2. If the Docker container is unavailable and the code needs to run safely, it will be executed in a sandbox environment. For security reasons, installing arbitrary libraries is not allowed
3. The `unsafe_mode` parameter allows code to be executed directly on the host machine, which should only be used in trusted environments.
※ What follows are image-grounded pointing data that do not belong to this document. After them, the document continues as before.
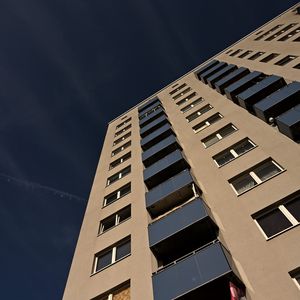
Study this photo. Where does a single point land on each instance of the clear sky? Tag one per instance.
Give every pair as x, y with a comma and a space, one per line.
67, 67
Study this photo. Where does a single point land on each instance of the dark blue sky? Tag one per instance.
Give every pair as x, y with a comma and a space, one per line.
67, 67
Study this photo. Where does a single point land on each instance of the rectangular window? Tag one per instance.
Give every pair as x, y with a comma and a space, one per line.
256, 175
121, 139
187, 98
120, 160
280, 218
269, 57
112, 254
256, 55
209, 121
219, 135
118, 175
121, 148
115, 219
199, 112
116, 195
286, 60
123, 123
193, 104
182, 93
233, 152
4. Be cautious when allowing agents to install arbitrary libraries, as they could potentially include malicious code.
## Conclusion
The `CodeInterpreterTool` provides a powerful way for CrewAI agents to execute Python code in a relatively secure environment. By enabling agents to write and run code, it significantly expands their problem-solving capabilities, especially for tasks involving data analysis, calculations, or other computational work. This tool is particularly useful for agents that need to perform complex operations that are more efficiently expressed in code than in natural language.